Arguably the centerpiece of the entire exhibit is this display of the decorated mirrors. One reads “MOTHER TONGUES & FATHER THROATS,” and another depicts an open mouth with letters from various scripts placed in specific locations on the mouth’s tongue. The viewer can see his or her reflection in either mirror, suggesting that the message of the exhibition—at a very elementary level—may have something to do with seeing oneself in language.

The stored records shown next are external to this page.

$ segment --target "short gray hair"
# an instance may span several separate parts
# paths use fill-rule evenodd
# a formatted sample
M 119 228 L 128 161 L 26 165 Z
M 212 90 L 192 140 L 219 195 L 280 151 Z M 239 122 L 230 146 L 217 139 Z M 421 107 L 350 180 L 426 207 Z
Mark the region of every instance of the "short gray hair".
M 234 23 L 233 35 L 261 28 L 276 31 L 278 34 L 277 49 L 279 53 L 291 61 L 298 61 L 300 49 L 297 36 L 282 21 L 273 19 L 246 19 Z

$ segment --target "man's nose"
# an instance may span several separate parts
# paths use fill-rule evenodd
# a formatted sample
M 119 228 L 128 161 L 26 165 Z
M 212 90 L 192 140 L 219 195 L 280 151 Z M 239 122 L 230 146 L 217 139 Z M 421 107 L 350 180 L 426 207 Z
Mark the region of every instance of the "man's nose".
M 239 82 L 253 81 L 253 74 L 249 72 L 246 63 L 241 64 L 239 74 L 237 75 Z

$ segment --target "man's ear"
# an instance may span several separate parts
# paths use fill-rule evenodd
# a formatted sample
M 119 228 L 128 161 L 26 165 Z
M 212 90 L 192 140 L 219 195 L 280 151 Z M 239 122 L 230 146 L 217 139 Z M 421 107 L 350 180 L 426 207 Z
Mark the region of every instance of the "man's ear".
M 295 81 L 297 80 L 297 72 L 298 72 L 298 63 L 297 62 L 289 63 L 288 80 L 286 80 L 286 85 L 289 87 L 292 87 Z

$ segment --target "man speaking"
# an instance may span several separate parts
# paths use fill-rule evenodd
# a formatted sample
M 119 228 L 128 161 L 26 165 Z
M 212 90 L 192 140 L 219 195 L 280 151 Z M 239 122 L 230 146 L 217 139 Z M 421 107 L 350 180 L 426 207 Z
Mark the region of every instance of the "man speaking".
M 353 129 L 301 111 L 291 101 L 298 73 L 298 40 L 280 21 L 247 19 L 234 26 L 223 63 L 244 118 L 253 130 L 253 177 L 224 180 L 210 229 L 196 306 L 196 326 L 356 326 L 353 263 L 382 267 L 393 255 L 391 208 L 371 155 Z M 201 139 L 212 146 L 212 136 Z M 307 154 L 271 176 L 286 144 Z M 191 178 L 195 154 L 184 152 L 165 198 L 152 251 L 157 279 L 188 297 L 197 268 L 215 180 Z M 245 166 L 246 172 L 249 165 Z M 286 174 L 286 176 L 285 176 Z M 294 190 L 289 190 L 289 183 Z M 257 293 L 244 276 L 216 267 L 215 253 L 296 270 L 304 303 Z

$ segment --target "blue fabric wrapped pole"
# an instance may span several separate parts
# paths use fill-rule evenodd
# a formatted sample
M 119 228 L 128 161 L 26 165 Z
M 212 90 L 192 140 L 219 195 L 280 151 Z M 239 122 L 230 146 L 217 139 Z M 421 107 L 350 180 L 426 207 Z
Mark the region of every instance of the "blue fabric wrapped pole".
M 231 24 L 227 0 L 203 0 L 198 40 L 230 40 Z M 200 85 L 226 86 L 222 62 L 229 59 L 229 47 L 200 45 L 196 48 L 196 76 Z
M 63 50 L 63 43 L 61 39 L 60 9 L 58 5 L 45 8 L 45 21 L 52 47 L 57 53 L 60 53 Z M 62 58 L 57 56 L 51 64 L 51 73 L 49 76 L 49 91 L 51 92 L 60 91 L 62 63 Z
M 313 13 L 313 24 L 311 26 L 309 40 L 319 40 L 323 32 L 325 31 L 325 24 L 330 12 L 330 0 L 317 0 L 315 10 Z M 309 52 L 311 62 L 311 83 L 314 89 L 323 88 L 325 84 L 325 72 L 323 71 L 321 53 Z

If this feels too vague, a look inside a few of the magazines scattered about the room sheds more light on the second mirror in particular. The magazines are dense, and immediately upon opening one, the English-speaking viewer may feel at a bit of a loss, assaulted by paragraphs of Hebrew, Arabic, and Russian—to name a few of the languages that fill the pages. After a moment or two of flipping through, however, one notices the keys to understanding the exhibit. Nested between scholarly articles about linguistics is the same drawing of the tongue that appears on the second mirror, accompanied only by an explanatory caption: “A diagram of the various phonemes and their respective source of articulation.”
The mirror literally provides a map of language for the viewer, and in seeing his or her own reflection in the map, the goal of the exhibition becomes clearer: “Beyonsense” shows us how language is a universal right in which we are all entitled to engage, even those of us who only speak English.